Também umbandista, a professora de Artes da rede municipal do Rio Christiane Ribeiro diz que alguns seus alunos de 7 a 13 anos começaram a revelar que tinham a mesma religião que ela após virem sua tatuagem com a inscrição "Eparrei, Oyá" (Salve Iansã!, em yourubá).
— Tanto o calar quanto o fingir que não se sente incomodado com o deboche são formas de engolir o preconceito. Eles têm medo de ficar à margem — relata Christiane.
Pesquisadora do tema há mais de 20 anos, a professora da faculdade de Educação da Uerj Stela Guedes Caputo acompanhou a infância e adolescência de candomblecistas, que foram vítima de discriminação religiosa na escola. O estudo, do mestrado ao pós-doutorado, virou o livro “Educação nos terreiros: e como a escola se relaciona com o candomblé”. Stela faz um balanço das consequências do impacto da discriminação a longo prazo.
— Ele ouve uma professora dizer que ele é filho ou filha do Diabo. Esse aluno tem o corpo, a alma cindida. Ele tem orgulho da religião dele, mas na escola ele sofre, e a maioria esconde a religião que ama. Isso é sofrimento, e sofrimento marca para sempre, diminui a autoestima, compromete o aprendizado, a subjetividade, a vida — resume Stela.
Para o economista Ernesto Martins Faria, coordenador de projetos da Fundação Lemann e responsável pela tabulação dos dados, a divulgação é importante para a discussão do tema:
— Auxiliamos para que essas informações cheguem às pessoas que discutem e estudam o tema, ajudando para que o debate seja mais qualificado.
TERESINA e RIO- Os 161 alunos do 1º ao 5º ano do ensino fundamental da Escola Municipal Aurino Nunes, no povoado rural Bela Vista, a 32 quilômetros do centro de Teresina, começam as aulas no pátio rezando o Pai Nosso e cantando um cântico religioso que fala na presença de Deus e do Espírito Santo. Ao fim do “amém”, os alunos fazem o sinal da cruz antes de entrar na sala de aula.

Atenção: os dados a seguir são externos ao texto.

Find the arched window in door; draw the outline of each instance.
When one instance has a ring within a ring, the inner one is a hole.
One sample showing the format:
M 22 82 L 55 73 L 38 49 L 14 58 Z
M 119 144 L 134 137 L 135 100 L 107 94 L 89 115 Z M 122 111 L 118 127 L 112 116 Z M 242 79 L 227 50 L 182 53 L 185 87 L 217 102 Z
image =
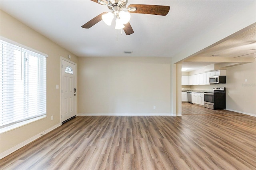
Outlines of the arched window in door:
M 73 75 L 73 70 L 70 66 L 67 66 L 65 69 L 65 73 Z

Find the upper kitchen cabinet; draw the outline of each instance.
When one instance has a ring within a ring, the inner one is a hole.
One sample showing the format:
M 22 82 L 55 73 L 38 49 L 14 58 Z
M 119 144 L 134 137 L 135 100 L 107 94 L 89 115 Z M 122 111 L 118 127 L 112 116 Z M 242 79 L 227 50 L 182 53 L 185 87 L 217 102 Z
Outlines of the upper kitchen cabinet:
M 182 75 L 181 77 L 181 85 L 189 85 L 188 75 Z
M 216 75 L 226 75 L 225 70 L 217 70 L 190 75 L 182 75 L 182 85 L 209 85 L 209 77 Z

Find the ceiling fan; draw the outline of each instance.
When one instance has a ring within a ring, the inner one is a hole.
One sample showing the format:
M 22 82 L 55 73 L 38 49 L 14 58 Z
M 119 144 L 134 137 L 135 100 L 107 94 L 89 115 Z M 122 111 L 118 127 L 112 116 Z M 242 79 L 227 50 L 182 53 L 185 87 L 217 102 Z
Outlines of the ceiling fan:
M 130 13 L 166 16 L 170 10 L 169 6 L 155 5 L 131 4 L 126 8 L 128 0 L 90 0 L 102 5 L 108 6 L 110 12 L 104 12 L 92 18 L 83 25 L 84 28 L 90 28 L 102 20 L 110 26 L 114 17 L 116 17 L 116 29 L 123 29 L 126 35 L 134 32 L 129 21 Z M 127 11 L 128 12 L 124 11 Z

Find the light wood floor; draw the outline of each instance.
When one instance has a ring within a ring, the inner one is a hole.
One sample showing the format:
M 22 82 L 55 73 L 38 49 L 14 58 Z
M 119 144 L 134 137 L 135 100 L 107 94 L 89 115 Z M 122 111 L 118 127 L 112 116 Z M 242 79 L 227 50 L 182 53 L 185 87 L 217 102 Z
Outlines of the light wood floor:
M 256 118 L 182 104 L 182 117 L 80 116 L 2 169 L 256 169 Z

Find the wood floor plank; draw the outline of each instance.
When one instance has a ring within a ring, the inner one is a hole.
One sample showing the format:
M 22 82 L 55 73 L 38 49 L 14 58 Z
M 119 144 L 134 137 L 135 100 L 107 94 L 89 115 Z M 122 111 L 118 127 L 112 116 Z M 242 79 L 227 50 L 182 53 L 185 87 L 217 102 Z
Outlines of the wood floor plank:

A vice-diretora da escola, Irene Maria da Silva conta que implantou a oração e o cântico religioso antes das aulas quando entrou no colégio, em 1986. Católica, ela diz que as práticas religiosas são importantes porque, além de deixar os alunos mais comportados, as orações tornam as crianças menos violentas. Após a oração e os cantos, os professores discutem sobre drogas, problema que está avançando na zona rural.

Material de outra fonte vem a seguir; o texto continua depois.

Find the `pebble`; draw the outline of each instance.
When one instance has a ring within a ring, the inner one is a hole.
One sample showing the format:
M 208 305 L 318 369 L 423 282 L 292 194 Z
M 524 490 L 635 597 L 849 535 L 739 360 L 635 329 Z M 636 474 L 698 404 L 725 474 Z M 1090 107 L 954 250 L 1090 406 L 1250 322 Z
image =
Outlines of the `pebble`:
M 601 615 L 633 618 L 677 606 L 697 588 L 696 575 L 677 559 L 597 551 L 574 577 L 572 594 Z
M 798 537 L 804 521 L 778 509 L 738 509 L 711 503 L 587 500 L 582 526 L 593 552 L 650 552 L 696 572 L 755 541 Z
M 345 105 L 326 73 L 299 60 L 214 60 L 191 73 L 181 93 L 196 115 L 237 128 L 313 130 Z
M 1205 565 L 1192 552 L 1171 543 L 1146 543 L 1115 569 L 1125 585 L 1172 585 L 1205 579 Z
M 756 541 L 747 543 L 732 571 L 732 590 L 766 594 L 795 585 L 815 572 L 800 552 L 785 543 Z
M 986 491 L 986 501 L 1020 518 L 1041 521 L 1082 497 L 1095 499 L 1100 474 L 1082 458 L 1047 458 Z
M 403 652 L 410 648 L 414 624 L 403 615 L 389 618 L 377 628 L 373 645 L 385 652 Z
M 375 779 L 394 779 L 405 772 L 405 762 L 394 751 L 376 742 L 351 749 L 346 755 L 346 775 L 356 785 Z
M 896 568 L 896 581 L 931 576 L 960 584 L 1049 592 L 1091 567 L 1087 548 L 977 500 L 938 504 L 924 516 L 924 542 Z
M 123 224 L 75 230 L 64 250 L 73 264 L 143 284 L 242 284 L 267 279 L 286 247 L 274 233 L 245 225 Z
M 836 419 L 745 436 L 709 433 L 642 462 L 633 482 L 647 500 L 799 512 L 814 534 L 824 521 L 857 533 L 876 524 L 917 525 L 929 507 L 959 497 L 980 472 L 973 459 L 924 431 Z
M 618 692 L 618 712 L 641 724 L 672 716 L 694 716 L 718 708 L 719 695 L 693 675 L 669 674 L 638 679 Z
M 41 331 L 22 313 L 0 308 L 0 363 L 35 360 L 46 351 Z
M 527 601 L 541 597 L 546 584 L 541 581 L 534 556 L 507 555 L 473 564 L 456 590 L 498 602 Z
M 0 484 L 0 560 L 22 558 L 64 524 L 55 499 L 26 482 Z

— Aqui os alunos têm uma fezinha em Deus. Após o Pai Nosso, fazemos uma palestra sobre o que se passa na comunidade. Eles obedecem demais e já sabem o Pai Nosso decorado. Sou religiosa, e todas as escolas deveriam começar as aulas com uma oração — defende Irene, que também dá aula de ciências e matemática.
Os alunos evangélicos dizem que os pais não gostam que rezem na escola com professoras católicas. Mãe de dois alunos, a dona de casa Suely Feitosa, de 30 anos, se opõe a que os estudantes rezem antes de começar a estudar nas salas de aula. Segundo ela, as crianças ficam confusas por aprender a rezar a Ave Maria, já que as religiões não-católicas não têm culto à mãe de Jesus.
— A escola tem várias crianças que são de outra religião, o que fica desagradável para a formação psicológica dos alunos — diz Suely.
As orações incomodam também os que não acreditam em Deus. Em Miraí, a 300km de Belo Horizonte, o caso de preconceito contra o estudante ateu Ciel Vieira ficou famoso em 2012. Ele postou um vídeo no YouTube contando que, após se recusar a rezar o Pai Nosso conduzido por uma professora de geografia da Escola Estadual Santo Antônio, ouviu dela que “jovem que não tem Deus no coração nunca vai ser nada na vida”.
Após o episódio, durante uma oração no início de uma aula em que chegara atrasado, parte dos alunos católicos trocou a última frase do Pai Nosso de “mas livrai-nos do mal” por “mas livrai-nos do Ciel”.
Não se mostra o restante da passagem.